E no final, entendia que ambos compartilhavam do mesmo sentimento voraz por uma humana, por ironia do destino, ambas são da mesma família. A garota tão acostumada a ouvir as pessoas, jamais pensara que necessitava tanto falar sobre seus problemas. A definição de "deixa sua dor de lado para cuidar dos outros", era completamente aplicável à sua personalidade.

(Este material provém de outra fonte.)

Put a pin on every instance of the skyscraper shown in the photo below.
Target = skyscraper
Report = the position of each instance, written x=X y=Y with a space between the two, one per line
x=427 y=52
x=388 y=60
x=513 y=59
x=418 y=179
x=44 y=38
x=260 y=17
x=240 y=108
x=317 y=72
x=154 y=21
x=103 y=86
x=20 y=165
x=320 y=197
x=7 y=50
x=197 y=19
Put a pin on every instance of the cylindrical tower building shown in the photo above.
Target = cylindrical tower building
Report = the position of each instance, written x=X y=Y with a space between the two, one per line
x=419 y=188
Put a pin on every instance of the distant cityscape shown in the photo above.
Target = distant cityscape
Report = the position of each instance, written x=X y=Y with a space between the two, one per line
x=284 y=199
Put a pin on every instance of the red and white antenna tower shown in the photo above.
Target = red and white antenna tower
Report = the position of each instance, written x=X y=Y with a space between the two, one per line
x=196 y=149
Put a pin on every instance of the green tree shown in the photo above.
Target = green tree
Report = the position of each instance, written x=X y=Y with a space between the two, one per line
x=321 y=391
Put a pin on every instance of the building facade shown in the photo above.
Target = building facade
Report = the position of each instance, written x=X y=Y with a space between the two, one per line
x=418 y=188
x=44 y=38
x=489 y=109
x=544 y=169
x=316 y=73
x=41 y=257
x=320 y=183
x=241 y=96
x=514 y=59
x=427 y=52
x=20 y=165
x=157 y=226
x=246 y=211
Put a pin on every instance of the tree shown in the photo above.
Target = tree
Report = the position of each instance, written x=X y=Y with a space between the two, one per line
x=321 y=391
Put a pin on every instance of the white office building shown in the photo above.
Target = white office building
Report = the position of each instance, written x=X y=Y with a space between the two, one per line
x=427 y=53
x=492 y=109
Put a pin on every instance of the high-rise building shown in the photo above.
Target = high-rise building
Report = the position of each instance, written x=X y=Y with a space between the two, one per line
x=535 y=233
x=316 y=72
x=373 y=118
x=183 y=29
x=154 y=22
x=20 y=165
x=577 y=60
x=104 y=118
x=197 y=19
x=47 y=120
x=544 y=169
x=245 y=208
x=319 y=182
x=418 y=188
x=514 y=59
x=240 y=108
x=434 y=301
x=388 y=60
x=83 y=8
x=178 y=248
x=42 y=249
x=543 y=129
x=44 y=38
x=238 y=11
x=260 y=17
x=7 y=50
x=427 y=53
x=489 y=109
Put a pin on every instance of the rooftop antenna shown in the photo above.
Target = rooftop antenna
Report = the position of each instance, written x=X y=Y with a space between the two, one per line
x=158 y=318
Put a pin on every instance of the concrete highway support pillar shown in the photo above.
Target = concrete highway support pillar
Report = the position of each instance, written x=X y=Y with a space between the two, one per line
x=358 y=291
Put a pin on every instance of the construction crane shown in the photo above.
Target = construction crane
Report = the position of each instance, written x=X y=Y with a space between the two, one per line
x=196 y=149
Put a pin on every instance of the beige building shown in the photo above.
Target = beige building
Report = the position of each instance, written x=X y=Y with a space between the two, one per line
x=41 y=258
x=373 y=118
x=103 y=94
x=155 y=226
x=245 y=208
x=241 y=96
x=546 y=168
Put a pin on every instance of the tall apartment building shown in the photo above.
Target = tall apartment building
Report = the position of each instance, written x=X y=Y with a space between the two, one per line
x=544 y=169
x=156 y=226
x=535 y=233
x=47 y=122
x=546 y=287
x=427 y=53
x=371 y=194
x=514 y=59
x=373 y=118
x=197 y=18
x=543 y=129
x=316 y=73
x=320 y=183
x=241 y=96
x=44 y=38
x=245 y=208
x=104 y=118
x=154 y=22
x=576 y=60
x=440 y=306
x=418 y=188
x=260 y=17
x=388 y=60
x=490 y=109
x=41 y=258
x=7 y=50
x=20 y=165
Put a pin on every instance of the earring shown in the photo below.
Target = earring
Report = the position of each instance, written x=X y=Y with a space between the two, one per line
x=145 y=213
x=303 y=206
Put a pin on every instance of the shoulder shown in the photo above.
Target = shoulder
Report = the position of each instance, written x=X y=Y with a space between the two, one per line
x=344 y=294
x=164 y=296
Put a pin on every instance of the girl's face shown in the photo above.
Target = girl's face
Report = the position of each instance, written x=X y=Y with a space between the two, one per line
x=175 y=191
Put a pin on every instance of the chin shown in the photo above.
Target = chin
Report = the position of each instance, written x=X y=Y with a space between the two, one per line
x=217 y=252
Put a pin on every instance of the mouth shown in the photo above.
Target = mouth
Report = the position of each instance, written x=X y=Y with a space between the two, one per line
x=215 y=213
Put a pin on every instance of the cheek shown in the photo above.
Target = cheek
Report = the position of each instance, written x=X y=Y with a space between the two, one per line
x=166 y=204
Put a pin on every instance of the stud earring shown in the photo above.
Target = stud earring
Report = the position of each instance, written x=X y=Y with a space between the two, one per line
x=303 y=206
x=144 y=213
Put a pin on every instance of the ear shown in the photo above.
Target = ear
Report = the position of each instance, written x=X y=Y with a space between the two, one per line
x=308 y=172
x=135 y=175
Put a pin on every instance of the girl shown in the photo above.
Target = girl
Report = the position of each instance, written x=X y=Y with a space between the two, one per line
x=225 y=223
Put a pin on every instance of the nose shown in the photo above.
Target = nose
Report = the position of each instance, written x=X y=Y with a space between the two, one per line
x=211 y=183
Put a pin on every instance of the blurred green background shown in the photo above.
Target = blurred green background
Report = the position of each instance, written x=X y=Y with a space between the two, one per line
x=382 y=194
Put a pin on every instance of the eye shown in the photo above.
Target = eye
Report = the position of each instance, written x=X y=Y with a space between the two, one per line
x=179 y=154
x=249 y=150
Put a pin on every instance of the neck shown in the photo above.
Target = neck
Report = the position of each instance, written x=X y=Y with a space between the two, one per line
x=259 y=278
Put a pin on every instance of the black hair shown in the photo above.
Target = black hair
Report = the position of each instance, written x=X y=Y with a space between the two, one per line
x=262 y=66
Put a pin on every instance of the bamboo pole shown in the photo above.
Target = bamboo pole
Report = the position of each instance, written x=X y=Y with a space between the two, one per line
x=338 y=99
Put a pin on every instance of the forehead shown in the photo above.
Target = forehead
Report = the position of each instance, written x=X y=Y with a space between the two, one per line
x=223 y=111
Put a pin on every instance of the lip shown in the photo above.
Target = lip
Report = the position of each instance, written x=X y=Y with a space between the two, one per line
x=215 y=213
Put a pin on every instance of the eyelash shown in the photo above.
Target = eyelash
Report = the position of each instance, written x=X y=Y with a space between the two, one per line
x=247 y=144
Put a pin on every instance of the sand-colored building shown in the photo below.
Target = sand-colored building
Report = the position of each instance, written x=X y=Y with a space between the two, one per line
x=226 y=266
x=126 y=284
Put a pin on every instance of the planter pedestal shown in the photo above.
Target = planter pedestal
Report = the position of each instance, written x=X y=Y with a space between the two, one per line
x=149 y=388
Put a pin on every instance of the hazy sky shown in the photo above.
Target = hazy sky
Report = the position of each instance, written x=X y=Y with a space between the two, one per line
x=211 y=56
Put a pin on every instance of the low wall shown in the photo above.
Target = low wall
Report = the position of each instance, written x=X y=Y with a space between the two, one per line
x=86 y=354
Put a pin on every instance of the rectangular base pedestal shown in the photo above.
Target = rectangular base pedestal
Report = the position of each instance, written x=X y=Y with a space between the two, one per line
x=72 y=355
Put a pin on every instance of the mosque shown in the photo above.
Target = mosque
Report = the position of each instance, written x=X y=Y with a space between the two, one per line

— Eu sei que parecemos pessoas complicadas — após quebrar o silêncio, Ares analisou a expressão de Anelise - E na verdade, somos. — Ele sorriu enquanto passava as mãos em seu cabelo. — Dê um tempo para ele. Eros demora a admitir que as coisas estão o incomodando. Isso é uma característica minha. De todo modo, mandar uma carta para você, só mostra que ele tem problema em dizer o que sente.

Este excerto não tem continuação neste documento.